1: lo: <LOOPBACK,UP,LOWER_UP> mtu 65536 qdisc noqueue state UNKNOWN group default qlen 1000
    link/loopback 00:00:00:00:00:00 brd 00:00:00:00:00:00
    inet 127.0.0.1/8 scope host lo
       valid_lft forever preferred_lft forever
    inet6 ::1/128 scope host
       valid_lft forever preferred_lft forever
2: enp7s0: <BROADCAST,MULTICAST,UP,LOWER_UP> mtu 1500 qdisc mq state UP group default qlen 1000
    link/ether 50:eb:f6:22:f4:72 brd ff:ff:ff:ff:ff:ff
    inet 5.9.105.xxx/27 scope global enp7s0
       valid_lft forever preferred_lft forever
    inet6 2a01:4f8:162:4202::2/64 scope global
       valid_lft forever preferred_lft forever
    inet6 fe80::52eb:f6ff:fe22:f472/64 scope link
       valid_lft forever preferred_lft forever
3: vmbr0: <BROADCAST,MULTICAST,UP,LOWER_UP> mtu 1500 qdisc noqueue state UP group default qlen 1000
    link/ether a2:2a:09:2a:f3:36 brd ff:ff:ff:ff:ff:ff
    inet 164.132.xxx.1/32 scope global vmbr0
       valid_lft forever preferred_lft forever
    inet6 fe80::a02a:9ff:fe2a:f336/64 scope link
       valid_lft forever preferred_lft forever
4: vmbr1: <NO-CARRIER,BROADCAST,MULTICAST,UP> mtu 1500 qdisc noqueue state DOWN group default qlen 1000
    link/ether e2:b3:f0:04:70:50 brd ff:ff:ff:ff:ff:ff
5: gre0@NONE: <NOARP> mtu 1476 qdisc noop state DOWN group default qlen 1000
    link/gre 0.0.0.0 brd 0.0.0.0
6: gretap0@NONE: <BROADCAST,MULTICAST> mtu 1462 qdisc noop state DOWN group default qlen 1000
    link/ether 00:00:00:00:00:00 brd ff:ff:ff:ff:ff:ff
7: erspan0@NONE: <BROADCAST,MULTICAST> mtu 1450 qdisc noop state DOWN group default qlen 1000
    link/ether 00:00:00:00:00:00 brd ff:ff:ff:ff:ff:ff
8: gre1@NONE: <POINTOPOINT,NOARP,UP,LOWER_UP> mtu 1476 qdisc noqueue state UNKNOWN group default qlen 1000
    link/gre 5.9.105.xxx peer 141.94.176.xxx
    inet6 fe80::200:5efe:509:69cc/64 scope link
       valid_lft forever preferred_lft forever
18: tap100i0: <BROADCAST,MULTICAST,PROMISC,UP,LOWER_UP> mtu 1500 qdisc pfifo_fast master vmbr0 state UNKNOWN group default qlen 1000
    link/ether ae:50:31:a7:74:60 brd ff:ff:ff:ff:ff:ff
66
0 + 0
gre
ธงชาติไทย
Elon Musk
I sit in a Tesla and translated this thread with Ai:

mangohost

Post an answer

Most people don’t grasp that asking a lot of questions unlocks learning and improves interpersonal bonding.
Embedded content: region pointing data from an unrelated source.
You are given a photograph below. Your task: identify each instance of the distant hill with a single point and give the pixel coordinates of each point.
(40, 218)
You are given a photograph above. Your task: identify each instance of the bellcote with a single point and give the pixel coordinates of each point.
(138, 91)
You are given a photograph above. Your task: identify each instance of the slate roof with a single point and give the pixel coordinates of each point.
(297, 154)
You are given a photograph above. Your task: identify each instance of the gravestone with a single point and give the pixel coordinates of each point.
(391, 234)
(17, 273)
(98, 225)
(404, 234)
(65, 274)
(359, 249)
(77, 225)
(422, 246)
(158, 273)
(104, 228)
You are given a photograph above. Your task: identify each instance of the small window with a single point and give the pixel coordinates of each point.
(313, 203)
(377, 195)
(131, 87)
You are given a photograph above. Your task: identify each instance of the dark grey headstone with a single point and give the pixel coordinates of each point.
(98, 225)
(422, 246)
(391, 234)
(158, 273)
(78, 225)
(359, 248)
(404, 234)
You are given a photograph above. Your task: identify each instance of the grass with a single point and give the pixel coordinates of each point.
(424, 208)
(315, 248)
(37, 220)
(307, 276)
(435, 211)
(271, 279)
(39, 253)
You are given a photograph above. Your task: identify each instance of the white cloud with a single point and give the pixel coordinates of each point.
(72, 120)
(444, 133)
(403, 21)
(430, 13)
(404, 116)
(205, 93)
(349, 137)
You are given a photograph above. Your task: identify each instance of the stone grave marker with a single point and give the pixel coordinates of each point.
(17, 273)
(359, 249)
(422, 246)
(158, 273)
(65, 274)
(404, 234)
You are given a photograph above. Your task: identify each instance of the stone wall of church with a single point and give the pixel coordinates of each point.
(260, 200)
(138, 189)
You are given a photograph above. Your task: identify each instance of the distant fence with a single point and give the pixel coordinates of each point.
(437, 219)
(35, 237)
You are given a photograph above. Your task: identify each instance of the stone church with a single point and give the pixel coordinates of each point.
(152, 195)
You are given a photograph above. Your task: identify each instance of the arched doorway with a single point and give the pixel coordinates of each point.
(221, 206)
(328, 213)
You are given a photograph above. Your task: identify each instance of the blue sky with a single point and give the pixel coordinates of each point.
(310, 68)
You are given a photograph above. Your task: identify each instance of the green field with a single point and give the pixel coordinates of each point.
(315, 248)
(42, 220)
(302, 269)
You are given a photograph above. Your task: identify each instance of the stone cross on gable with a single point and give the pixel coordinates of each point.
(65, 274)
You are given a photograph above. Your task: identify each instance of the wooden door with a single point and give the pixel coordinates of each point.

In Alison’s studies, for example, though people could accurately recall how many questions had been asked in their conversations, they didn’t intuit the link between questions and liking. Across four studies, in which participants were engaged in conversations themselves or read transcripts of others’ conversations, people tended not to realize that question asking would influence—or had influenced—the level of amity between the conversationalists.